Appellate Defender Glenn Gerding, by Assistant Appellate Defender Candace Washington, for Defendant-Appellant.
¶ 1 Defendant Alexander Crisp appeals from a judgment entered upon a jury verdict of guilty of second-degree murder. Defendant argues that the trial court plainly erred by omitting a jury instruction on the defense of accident. Defendant also argues that the trial court erred by sentencing him as a Class B1 felon because the jury's verdict was ambiguous in light of evidence that Defendant acted with a depraved heart. Because there was insufficient evidence to support an accident instruction and there was no evidence to support a depraved-heart theory of malice, we discern no error.
¶ 2 Defendant was indicted for first-degree murder on 10 March 2014. Defendant was tried before a jury from 29 July to 16 September 2019. The jury found Defendant guilty of second-degree murder. The trial court sentenced Defendant, as a Class B1 felon with a prior record level of II, to 221 to 278 months in prison with credit for time served in pretrial confinement. Defendant timely gave written notice of appeal.
¶ 3 In February 2014, Defendant, his girlfriend Summer Lynn Johnson, and their seven-month-old daughter were living in a trailer on the property of Defendant's parents. Defendant's parents, Michael Crisp and Andrea Crisp ("Mr. Crisp" and "Mrs. Crisp") lived in a home nearby on the same property.

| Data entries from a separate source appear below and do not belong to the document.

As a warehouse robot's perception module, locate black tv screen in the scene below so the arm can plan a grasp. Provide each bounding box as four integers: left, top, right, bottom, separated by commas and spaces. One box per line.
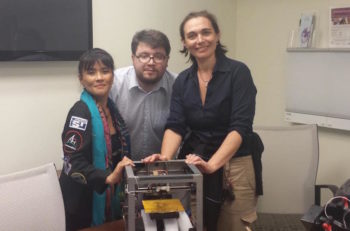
0, 0, 92, 61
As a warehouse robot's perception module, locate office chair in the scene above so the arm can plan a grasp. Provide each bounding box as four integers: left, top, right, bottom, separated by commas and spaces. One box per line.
0, 163, 65, 231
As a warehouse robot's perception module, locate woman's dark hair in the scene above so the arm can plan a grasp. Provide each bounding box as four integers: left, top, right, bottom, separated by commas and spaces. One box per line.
131, 30, 171, 56
79, 48, 114, 76
180, 10, 227, 63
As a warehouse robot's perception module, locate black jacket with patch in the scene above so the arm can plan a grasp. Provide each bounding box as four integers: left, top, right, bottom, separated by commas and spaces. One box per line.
60, 101, 110, 221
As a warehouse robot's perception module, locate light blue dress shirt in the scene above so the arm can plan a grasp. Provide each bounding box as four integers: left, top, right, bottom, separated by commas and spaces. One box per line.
109, 66, 175, 160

¶ 4 The evidence at trial tended to show the following: On the morning of 19 February 2014, Defendant, Johnson, and their daughter were the only persons in the trailer. Between 5:30 and 6:00 am, Defendant was asleep on the couch and woke to Johnson "yelling at [him] to wake up." When Defendant saw their daughter "crawling down the hallway right through the kitchen," Defendant picked her up and began to make her a bottle. Defendant estimated that he and Johnson were up for 30 to 40 minutes and continued to argue, "yell[ing] back and forth" and "confront[ing] each other."
¶ 5 During the argument, Johnson suffered a gunshot wound to her left eye. Defendant called 911 at 6:19 am. After the 911 dispatcher instructed him to perform CPR, Defendant ended the call and called his parents’ home phone to reach his mother, who knew CPR. Defendant's parents both ran to the trailer, where they saw Defendant at the back door. Mrs. Crisp heard Defendant yell, "She shot herself in the eye." Mrs. Crisp entered the trailer and began to perform CPR on Johnson.

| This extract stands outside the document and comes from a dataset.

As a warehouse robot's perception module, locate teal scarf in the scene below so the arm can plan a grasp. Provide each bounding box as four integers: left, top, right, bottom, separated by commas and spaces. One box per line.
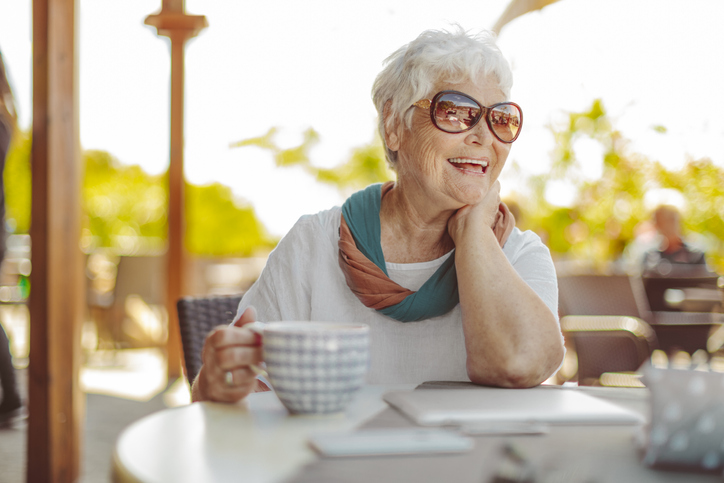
340, 184, 460, 322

¶ 6 Two ambulances arrived at the trailer at 6:29 am. Paramedics and EMTs entered the trailer, went to the back bedroom where Johnson was laying, and directed Mrs. Crisp to discontinue CPR. The paramedics and EMTs noticed Defendant racking the slide of a pistol and requested that he put the gun down. The paramedics and EMTs’ attempts to resuscitate Johnson were unsuccessful and Johnson was pronounced dead at 6:40 am.
¶ 7 At trial, the State's theory was that Johnson was planning to leave Defendant, the argument between Defendant and Johnson escalated, and Defendant intentionally shot Johnson. Defendant's theory was that Johnson shot herself either accidentally or intentionally. Defendant testified that he was not in the bedroom and did not fire the gun. Likewise, multiple witnesses testified that Defendant stated that he was outside the bedroom when the gun fired.
¶ 8 Defendant argues that the trial court plainly erred by failing to instruct the jury on the defense of accident.
¶ 9 A party may not make the trial court's omission of a jury instruction "the basis of an issue presented on appeal unless the party objects thereto before the jury retires to consider its verdict, stating distinctly that to which objection is made and the grounds of the objection[.]" N.C. R. App. P. 10(a)(2). Defendant neither requested an instruction on the defense of accident nor objected to the trial court's omission of such an instruction. However, because Defendant "specifically and distinctly" contends that the trial court's omission of an accident instruction amounted to plain error, we will review this issue for plain error.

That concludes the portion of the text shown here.